She kicked his bed, rattling it. “Because even though you have your outstanding features, you’re still the stereotype for all the swinging dicks that I’ve ever known, beginning with my creepy stepbrother. Got to be a stud, super-macho. And you see me, you want me. If you can’t have me, you want me all the more. If you still can’t have me, you crave enough power or glory or money or status to prove how wrong I was to reject you.”
Gunderson’s mouth worked, as if chewing, then he turned his head away. Jill watched him in silence for a time. Finally he spoke. “You know what? I don’t have any counterargument to that, and I hate it.”
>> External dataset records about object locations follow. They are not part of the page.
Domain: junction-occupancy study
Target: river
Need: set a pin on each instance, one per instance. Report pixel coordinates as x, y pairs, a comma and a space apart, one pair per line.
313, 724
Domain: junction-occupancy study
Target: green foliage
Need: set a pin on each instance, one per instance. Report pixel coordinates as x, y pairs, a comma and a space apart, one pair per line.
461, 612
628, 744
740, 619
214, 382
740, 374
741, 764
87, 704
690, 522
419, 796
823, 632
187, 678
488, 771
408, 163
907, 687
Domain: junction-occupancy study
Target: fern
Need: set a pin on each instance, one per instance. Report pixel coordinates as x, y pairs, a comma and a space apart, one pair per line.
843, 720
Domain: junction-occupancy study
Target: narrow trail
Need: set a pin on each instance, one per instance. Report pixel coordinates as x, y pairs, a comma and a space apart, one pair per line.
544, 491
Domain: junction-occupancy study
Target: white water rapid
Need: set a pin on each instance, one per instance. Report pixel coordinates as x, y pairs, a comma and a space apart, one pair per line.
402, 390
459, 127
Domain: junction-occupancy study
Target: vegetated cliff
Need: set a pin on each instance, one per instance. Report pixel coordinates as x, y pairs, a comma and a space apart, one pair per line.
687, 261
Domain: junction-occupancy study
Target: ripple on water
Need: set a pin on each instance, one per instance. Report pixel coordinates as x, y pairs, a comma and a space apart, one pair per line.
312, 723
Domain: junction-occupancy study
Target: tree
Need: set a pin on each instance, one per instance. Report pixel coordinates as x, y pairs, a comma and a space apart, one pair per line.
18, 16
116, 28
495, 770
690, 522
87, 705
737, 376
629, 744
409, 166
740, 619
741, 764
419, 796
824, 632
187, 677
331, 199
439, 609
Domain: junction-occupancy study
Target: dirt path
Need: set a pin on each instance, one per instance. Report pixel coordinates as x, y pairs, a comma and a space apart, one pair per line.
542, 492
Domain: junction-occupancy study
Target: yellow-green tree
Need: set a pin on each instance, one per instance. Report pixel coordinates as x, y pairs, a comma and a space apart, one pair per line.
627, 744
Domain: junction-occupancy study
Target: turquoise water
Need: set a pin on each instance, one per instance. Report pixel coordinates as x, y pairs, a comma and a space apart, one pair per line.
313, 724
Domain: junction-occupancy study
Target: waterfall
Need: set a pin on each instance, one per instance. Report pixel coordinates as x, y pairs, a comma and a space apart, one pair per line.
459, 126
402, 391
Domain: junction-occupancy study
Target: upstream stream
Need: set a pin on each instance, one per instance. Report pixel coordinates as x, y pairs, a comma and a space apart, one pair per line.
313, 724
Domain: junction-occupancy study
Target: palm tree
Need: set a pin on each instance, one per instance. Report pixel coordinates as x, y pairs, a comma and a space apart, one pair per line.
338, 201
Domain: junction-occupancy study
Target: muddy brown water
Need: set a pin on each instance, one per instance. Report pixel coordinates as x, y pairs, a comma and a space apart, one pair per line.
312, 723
“Hate admitting the truth?”
“Exactly.”
“Welcome to Edenhood. But you know what that means?”
“What?”
“That deep down you actually are a good guy. It’s not the Eden Plague that makes you better. It’s your own conscience. The Plague just short-circuits most of those lies you tell yourself. Makes you face the truth you already know. Takes off the filters.”
“That sucks. I think I’d rather have my filters.”
“Takes a real man to be really honest. Only children can’t face reality. Only adolescent boys try to screw every woman they meet.”
“Who died and made you my shrink?” he spat.
Jill shrugged. “You can send me away any time.”
He stared at her for a long while. “You Edens aren’t anything like I thought.”
“Us Edens. And yes, you’re right about that. We aren’t.” She turned and left him there with nothing to do but think.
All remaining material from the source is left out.